Когда Париж недоволен, он надевает маску. Какую маску? Маску для бал-маскарада. В часы, когда другие надели бы траур, он ставит в тупик наблюдателя. Вместо савана он надевает домино. Песни, бубенчики, маскарады, все жеманство вырождения, бесконечные увеселительные огни, причудливая музыка, упадок, преподнесенный так, что его и не узнать, цветы повсюду. Веселое превращение. Об этом стоит поразмыслить.
4
Некий ныне покойный генеральный прокурор, человек весьма благонамеренный, ужасно рассердился на Париж. Свое недовольство парижанами он излил в памфлетах против парижанок. Обвинительные заключения этого сановника, который, кажется, был членом Академии, простирались даже на дамские туалеты. Смерть застигла его преждевременно, ибо сей суровый официальный обвинитель, закончив свои злобные выпады против излишней ширины юбок, вероятно перешел бы ко второму вопросу излишней растяжимости совести; и, исчерпав свой порыв благородного негодования против избытка драгоценностей на женщине, он стал бы нам говорить о впечатлении, которое на него производит избыток присяг, приносимых мужчиной.

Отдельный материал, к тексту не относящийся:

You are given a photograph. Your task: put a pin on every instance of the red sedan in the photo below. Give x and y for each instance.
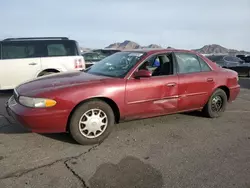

Не всякому дано быть Катоном.
Есть и другие старики; вот уже лет пятнадцать-шестнадцать как, по тем или иным причинам, они живут в уединенье, далеко от Парижа, и не видят никаких других нарядов, кроме утреннего наряда зари, встающей из-за моря; они более снисходительны. Они любят города, где всегда таится внезапное. Впрочем, в городах, где есть что-то от женщины, есть что-то и от героя. Излишества в нарядах имеют в сущности тот же источник, что и излишества храбрости. Берегитесь: возможно, эта томность только выжидает своего часа. Ведь известны случаи, когда люди изнеженные вдруг становились мужественными. Был город более доблестный, чем Спарта; то был Сибарис. Представьте себе на миг, что надо защищать свою родину, что на границе раздается барабанная дробь, и вы увидите. Был ли когда-нибудь более безумный день, чем восемнадцатый век? Но наступает вечер, и вот перед нами Конвент, звучат слова: "Отечество в опасности", первый встречный вырастает в гиганта, Руже де Лиль слагает песнь, ее претворяет в жизнь Бара, перед нами Франция четырнадцати армий. А теперь можете считать недостатки и произносить свои обвинительные речи против Парижа. Грозите ему кулаком. Почему бы и не погрозить? Ведь воскликнул же Бурхаав, изучавший лихорадку: "Как много дурного можно сказать про солнце!"